コメリ 中間期連結2ケタ成長
建築、農業資材で健闘、通期も2ケタ見込む
 (株)コメリ(捧賢一会長、本社・新潟市米山4)は、10月30日、平成16年3月期の中間決算を発表。連結で2けた成長を達成した。

 春の低温、長梅雨、冷夏と小売にとって厳しい環境だったが、昨年下期にグループに入ったヤマキが貢献したほか、近年力を入れている建築・農業分野の資材の取り扱いを拡大し、増収を果たした。

 同社は、通期でも出店数を増やすとともに、業務用需要の取り込みも推進し、2けたの増収増益を見込んでいる。

 連結での売上高は、1085億2400万円で前年同期比12.4%増、経常利益は72億1200百万円で前年同期比10.7%増、中間純利益は40億9300万円で前年同期比17.6%増。グループ会社は15社で、連結子会社は12社。

 増収要因としては、従来は下期に多かった出店数を上期で19店と、前年同期からほぼ倍増し、売上高に貢献させた。同社では、1000店舗達成の目標を早めるべく、今期67店の出店を予定しているが、昨年までは、出店準備などの影響で出店が下期に集中していたものの、今上期から改善した。また、グループ子会社のミスタージョンが、業務提携後初めて、1店舗の出店を行っており、合計で上期は20店を出店したことになる。

 9月末の店舗数は、グループ会社も含み、622店舗で、34の都道府県に広がった。

 同社が、増収要因として挙げるもう一つの理由は、業務用の建材、農業分野の拡大だ。社員が携帯する手帳にも「建築資材・農業資材の流通革新を行おう」とのスローガンを明記して、従来からの流通体制に対して、価格面などからの需要取り込みを進めている。

 春の低温が園芸需要の立ち上がりに影響を与えたほか、夏の天候不順で苦戦を強いられたが、業務用に対応した売り場を展開した売場面積1万9000平方メートルのパワー河渡店やパワー新津店は春先の開店以来順調で、売上げの下支えとなった。

 業務用資材などは、粗利の高い商品であり、構成比率が上昇したことで、増益の要因にもなっている。

 メーカー・生産者との直接取引についても積極的に進め、4ポイント上昇の46.5%とほぼ半数に達している。

 また、三条・燕地域のメーカーなどと共同開発したストアブランド商品のアイテム数も充実させ、期初から1079アイテムを増やし、合計で1万1600を超えた。

 同社単体での業績は、売上高が820億5900万円で前年同期比8.1%増、経常利益が58億300万円で前年同期比4.3%増、中間純利益が32億3800万円で前年同期比6.1%増。

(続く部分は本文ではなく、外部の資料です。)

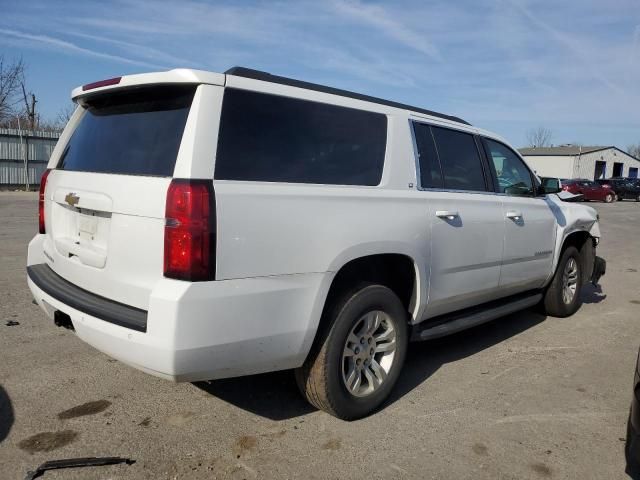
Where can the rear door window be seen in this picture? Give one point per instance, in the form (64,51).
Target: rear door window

 通期での見通しについては、4月に配送範囲を拡大した岡山の流通センターを活用し、西日本方面への出店数を増やしたい考えで、既存の出店地域にも追加出店を行っていくという。

 業務用需要の取り込みについては、インターネット販売との連携、業務用売掛カードの伸長を図る。農業分野では、春に使う資材、肥料の一括商談も進めていく。

 新たな需要の掘り起こしを進める一方で、グループ内の合理化も図っていく。

 通期の連結業績見通しは、売上高2210億円で前期比10.2%増、経常利益128億円で前期比12.1%増、当期純利益71億円で前期比14.1%増を見込んでいる。